Figure 7. Cellular model of aldosterone-regulated electrogenic K⁺ secretion in the distal colon.

Normal distal colon secretes both K⁺ and Cl⁻ across the apical membrane. Na⁺, K⁺ ATPase (~) activity drives overall transport by establishing the Na⁺ gradient that allows basolateral uptake of K⁺ and Cl⁻ via NKCC1. Apical membrane secretion of K⁺ and Cl⁻ is supported by basolateral exit of Cl⁻ and K⁺ ions, respectively, to maintain the necessary electrochemical gradient. Multiple basolateral K⁺ and Cl⁻ channels may be involved in this process, including intermediate conductance (IK) and voltage-gated (K_V7.1) K⁺ channels, as well as CLC-2 Cl⁻ channels.
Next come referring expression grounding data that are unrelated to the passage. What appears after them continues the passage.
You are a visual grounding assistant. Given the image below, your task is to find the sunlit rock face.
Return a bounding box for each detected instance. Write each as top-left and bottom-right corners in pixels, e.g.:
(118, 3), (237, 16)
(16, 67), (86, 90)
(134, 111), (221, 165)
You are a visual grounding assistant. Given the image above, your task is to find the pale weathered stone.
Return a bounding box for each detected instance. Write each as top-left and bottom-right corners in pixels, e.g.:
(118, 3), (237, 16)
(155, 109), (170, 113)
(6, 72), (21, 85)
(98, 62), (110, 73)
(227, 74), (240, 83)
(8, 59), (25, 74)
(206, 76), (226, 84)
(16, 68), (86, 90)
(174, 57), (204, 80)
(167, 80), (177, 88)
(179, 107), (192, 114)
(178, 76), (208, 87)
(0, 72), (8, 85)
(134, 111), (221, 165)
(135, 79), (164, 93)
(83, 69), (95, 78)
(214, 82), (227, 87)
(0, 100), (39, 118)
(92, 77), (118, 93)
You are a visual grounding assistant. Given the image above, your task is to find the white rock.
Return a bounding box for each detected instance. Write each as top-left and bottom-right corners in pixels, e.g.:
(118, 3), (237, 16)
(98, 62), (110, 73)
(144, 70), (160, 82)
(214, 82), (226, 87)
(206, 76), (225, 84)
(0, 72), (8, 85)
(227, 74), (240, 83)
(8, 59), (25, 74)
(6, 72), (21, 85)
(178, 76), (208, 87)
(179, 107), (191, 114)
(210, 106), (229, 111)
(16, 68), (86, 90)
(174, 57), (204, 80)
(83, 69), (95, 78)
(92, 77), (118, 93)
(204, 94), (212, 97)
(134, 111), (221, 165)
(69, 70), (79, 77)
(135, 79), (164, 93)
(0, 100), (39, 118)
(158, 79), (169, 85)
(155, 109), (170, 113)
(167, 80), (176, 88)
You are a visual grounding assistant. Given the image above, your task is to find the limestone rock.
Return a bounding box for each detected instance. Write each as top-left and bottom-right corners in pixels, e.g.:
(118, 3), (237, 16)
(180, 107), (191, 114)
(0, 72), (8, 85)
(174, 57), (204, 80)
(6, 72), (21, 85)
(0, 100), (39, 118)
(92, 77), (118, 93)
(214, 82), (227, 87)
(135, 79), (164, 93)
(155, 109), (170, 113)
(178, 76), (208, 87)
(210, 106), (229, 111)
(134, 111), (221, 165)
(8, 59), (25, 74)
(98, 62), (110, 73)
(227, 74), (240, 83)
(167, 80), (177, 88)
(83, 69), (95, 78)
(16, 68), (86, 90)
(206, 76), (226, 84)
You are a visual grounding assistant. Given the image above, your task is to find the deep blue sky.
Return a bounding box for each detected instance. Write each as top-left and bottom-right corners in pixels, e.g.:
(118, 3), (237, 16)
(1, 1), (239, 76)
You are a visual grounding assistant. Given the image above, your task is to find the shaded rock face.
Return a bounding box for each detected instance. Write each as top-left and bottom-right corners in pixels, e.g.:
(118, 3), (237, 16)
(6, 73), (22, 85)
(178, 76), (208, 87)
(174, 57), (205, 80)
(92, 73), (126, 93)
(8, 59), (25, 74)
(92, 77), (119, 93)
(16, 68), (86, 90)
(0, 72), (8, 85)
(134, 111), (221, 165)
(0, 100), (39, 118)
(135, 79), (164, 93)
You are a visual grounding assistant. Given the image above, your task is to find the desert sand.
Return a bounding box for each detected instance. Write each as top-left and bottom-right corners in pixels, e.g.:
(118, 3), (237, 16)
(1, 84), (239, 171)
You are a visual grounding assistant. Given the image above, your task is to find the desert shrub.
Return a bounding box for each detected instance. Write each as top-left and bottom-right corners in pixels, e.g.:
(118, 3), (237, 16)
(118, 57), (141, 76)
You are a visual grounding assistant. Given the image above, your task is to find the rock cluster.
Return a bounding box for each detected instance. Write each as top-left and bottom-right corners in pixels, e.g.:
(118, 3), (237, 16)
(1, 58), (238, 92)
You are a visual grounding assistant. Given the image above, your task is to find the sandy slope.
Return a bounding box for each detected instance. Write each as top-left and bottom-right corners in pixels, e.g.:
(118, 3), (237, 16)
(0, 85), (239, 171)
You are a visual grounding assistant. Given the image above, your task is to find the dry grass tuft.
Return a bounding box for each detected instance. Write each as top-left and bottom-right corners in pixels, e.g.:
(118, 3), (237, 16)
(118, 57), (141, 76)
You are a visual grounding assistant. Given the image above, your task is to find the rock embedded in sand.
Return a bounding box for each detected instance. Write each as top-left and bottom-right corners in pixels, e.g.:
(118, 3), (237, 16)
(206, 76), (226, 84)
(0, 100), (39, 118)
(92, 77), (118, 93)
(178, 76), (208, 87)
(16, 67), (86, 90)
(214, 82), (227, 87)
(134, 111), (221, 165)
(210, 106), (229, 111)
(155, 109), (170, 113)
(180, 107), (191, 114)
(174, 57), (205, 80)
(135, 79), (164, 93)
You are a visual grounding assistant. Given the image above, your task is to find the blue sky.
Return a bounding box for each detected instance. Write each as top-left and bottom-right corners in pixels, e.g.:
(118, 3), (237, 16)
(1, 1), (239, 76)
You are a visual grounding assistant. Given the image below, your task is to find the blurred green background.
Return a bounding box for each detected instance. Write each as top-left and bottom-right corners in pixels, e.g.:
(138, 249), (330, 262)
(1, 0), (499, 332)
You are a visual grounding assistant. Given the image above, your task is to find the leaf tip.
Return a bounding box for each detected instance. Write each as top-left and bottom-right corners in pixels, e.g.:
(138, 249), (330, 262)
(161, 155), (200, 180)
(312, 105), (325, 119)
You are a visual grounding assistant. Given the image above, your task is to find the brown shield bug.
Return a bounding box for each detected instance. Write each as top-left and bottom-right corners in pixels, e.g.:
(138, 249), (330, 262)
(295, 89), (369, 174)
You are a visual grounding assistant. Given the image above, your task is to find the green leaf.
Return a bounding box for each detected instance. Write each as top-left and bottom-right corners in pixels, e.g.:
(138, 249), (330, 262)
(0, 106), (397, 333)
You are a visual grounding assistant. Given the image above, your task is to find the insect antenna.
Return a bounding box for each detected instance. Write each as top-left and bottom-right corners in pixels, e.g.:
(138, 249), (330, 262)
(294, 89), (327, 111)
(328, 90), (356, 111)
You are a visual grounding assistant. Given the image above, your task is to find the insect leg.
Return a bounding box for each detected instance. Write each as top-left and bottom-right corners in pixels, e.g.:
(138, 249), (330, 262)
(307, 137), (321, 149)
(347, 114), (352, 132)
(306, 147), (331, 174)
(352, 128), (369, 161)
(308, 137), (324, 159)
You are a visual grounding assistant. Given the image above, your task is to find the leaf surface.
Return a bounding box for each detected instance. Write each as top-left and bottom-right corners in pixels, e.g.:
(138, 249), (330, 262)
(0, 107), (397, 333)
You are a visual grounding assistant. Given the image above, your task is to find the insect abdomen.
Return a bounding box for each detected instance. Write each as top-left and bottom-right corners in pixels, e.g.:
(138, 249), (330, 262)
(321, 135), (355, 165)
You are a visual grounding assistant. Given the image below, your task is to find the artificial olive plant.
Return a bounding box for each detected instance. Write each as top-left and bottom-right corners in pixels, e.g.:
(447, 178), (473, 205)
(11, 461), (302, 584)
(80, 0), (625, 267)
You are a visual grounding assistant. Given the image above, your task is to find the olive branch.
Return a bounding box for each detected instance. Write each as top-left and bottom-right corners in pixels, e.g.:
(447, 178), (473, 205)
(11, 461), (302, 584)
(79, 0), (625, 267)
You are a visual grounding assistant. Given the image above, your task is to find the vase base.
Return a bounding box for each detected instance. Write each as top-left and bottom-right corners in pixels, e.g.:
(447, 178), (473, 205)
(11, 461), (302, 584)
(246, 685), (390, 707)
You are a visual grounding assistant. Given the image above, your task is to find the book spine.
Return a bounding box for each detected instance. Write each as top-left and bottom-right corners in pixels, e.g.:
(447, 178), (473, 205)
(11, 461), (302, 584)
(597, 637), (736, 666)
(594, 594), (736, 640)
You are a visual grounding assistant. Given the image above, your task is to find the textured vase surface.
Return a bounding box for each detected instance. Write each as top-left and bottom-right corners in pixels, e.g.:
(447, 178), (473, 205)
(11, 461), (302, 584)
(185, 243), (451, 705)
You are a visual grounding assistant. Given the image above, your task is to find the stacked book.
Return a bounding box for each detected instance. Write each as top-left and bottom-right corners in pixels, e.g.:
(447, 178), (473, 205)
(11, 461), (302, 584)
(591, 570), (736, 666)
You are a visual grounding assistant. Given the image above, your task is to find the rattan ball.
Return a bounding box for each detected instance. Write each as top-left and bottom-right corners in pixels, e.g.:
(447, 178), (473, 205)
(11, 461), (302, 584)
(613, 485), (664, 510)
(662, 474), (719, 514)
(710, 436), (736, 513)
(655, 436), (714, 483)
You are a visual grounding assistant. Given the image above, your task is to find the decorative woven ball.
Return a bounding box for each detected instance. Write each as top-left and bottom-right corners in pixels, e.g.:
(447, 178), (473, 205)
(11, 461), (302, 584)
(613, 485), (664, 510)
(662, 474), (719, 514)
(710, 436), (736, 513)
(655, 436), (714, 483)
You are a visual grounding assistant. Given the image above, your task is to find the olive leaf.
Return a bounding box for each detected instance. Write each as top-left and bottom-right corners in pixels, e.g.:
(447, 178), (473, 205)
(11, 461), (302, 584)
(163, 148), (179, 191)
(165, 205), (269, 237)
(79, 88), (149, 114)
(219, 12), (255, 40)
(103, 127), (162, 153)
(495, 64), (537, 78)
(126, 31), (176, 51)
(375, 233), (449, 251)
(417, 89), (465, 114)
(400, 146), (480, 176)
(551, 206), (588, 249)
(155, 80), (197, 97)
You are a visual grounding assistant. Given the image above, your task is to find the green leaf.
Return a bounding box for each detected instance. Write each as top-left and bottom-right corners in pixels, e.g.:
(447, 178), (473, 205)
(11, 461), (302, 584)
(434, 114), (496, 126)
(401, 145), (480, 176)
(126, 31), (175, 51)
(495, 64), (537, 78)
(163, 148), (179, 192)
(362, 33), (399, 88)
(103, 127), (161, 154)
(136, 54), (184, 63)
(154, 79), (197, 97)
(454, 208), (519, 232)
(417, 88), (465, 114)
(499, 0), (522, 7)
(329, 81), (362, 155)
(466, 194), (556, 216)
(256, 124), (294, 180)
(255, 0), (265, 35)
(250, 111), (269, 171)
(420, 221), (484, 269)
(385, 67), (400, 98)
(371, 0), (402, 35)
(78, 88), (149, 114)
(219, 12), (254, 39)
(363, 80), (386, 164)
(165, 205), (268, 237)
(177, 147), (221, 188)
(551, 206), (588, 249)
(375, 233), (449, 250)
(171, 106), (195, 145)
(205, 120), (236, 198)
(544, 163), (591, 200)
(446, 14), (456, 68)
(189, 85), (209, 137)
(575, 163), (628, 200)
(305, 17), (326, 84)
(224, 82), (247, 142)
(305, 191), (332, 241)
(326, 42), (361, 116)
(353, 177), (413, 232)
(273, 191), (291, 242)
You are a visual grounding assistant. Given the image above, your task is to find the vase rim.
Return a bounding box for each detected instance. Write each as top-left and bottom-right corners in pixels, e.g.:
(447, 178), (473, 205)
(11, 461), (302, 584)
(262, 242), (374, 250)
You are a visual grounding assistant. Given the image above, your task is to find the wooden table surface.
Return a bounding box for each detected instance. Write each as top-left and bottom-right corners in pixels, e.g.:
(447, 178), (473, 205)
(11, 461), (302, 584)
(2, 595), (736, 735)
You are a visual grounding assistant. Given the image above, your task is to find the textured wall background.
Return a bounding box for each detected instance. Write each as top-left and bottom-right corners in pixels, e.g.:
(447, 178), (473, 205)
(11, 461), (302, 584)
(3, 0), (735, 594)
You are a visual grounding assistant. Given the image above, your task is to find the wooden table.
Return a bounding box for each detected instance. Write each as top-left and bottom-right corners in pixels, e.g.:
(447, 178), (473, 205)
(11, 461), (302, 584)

Aldosterone stimulates electrogenic K⁺ secretion by increasing basolateral Na⁺, K⁺ ATPase activity (represented by enlarged arrows) and increasing the expression and activity of BK channels and NKCC1 co-transporter (represented by enlarged image objects and arrows, respectively). Electrogenic K⁺ secretion is inhibited by either IbTX (apical membrane BK channels) or bumetanide (basolateral NKCC1). To support the aldosterone-induced sustained K⁺ secretion at the apical membrane, basolateral Cl⁻ exit also must presumably be enhanced, although the identity of the channel(s) involved remains undetermined. Despite the increase in NKCC1 expression and activity, electrogenic Cl⁻ secretion is not enhanced by aldosterone, suggesting that the regulation of NKCC1 by aldosterone is specific to the K⁺ transport pathway.